I give you below two images:

The first one is by Mervyn Peake. It’s his illustration of the nursery rhyme “Little Jack Horner”, from the book Ride a cock-horse and other nursery rhymes (British Library Publishing). Peake’s Little Jack Horner is most certainly sitting in a corner, accentuated by the light of the candle which only illuminates the bit of the floor where he sits (complete with mouse!) and the fantastic wallpaper where the two walls meet immediately around him. There’s a framed drawing/painting on one of the walls, mostly in a non-lit spot, and Jack’s rather naughty-looking face is all the money. The wallpaper features different shades of pink and pastel green and yellow colours.
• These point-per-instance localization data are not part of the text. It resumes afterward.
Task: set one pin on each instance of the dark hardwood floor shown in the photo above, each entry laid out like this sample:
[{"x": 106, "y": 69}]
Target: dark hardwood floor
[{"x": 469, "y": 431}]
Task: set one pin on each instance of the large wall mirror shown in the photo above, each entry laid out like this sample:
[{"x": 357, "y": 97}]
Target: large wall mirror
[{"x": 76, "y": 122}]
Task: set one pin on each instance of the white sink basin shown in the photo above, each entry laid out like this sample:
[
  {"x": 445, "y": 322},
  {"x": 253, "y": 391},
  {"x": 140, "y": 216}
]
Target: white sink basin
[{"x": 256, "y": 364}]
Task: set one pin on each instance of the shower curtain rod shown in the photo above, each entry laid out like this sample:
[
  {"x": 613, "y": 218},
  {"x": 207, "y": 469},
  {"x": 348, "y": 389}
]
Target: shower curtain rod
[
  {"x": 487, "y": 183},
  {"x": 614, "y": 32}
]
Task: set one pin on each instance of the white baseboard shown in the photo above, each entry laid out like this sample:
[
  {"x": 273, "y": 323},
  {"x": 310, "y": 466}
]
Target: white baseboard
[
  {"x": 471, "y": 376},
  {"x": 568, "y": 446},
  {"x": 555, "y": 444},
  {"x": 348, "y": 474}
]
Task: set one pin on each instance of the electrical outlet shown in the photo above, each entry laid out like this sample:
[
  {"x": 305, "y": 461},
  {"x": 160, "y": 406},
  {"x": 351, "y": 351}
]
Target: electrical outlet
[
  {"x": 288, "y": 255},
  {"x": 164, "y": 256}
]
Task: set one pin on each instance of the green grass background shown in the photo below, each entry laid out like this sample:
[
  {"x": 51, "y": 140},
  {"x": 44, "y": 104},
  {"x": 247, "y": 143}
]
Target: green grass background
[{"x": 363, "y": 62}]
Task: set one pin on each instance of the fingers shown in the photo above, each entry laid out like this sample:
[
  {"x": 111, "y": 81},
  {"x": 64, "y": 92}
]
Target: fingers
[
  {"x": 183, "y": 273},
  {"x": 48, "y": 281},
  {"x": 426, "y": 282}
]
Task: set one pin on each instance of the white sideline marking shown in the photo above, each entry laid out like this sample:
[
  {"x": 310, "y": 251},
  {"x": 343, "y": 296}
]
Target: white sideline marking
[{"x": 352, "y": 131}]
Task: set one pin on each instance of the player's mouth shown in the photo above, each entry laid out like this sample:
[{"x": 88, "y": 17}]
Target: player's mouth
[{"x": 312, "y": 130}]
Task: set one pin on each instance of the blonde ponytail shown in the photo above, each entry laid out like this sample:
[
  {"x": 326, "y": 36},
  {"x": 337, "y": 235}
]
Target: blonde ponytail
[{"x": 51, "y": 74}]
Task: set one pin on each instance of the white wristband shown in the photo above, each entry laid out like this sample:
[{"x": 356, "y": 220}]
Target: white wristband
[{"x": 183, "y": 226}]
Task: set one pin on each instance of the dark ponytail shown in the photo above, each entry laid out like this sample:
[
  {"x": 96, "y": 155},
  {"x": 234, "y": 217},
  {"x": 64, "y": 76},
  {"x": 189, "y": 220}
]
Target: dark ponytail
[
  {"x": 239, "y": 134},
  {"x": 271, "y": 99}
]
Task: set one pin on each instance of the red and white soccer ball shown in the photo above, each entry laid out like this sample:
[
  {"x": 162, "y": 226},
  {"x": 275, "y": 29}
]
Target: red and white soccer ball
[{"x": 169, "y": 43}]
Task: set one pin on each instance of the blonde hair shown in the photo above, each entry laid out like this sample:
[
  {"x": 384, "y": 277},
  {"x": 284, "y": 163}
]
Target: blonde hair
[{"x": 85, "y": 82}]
We can see patterns which include a lighthouse, fish, a seagull, flowers, a star.

So far, so good, you may say. What’s all the fuss about? Well, a few weeks ago I was having a look at Peake’s illustrated book of nursery rhymes (borrowed from my esteemed colleague Dr Rob Maslen) when I stumbled on this picture, and I immediately thought: “I know this! I’ve seen it before!”

Of course I had! I have been teaching picturebooks to undergraduate students for a good few years now, often using Anthony Browne‘s many excellent picturebooks as main texts. What I recognized in Peake’s illustration was – clearly – an hommage by Browne in his award-winning picturebook Gorilla.

So here’s my second image:

The story this picturebook tells is that of young Hannah, who wants her dad to spend time with her. She gets a toy gorilla for her birthday, who becomes a real-life gorilla at night, wears her father’s coat, and takes her out to see and do all the things her dad hasn’t had time to see and do with her: going to the cinema, visiting the zoo, having a meal in a café, etc. This particular image can be found towards the opening of the picturebook, which explores Hannah’s loneliness and isolation: instead of a candle, Hannah is sitting in a corner in front of a TV, which illuminates the floor and two meeting walls in exactly the same way as Peake’s illustration. Instead of sneakily eating plum pie, Hannah is having a lonely dinner (she’s holding a plate with a sandwich and an apple), once again without her dad. The wallpaper uses very similar pastel colours as Peake’s one: pink is clearly a deliberate choice here. But in the non-lit spots, it features instead rather scary creatures of the night, as well as the silhouette of a gorilla. Is the father-shaped gorilla (still to appear in the story) prefigured here as part of her dreams? He is definitely prefigured in the framed painting, which in this image shows pretty clearly a map of Africa.

Anthony Browne is a master of appropriating and adapting previous art and inserting it in picturebooks (see, for example, his website gallery). But I didn’t know this particular loan/adaptation until now. Actually, I’d rather not call it a loan or an adaptation, but a visual dialogue – Browne succeeds in both evoking Peake’s illustration, and doing something new, interesting, and appropriate to his particular text with it. I am looking forward to discovering more visual dialogues like this one! If you know of any more, please do add a comment!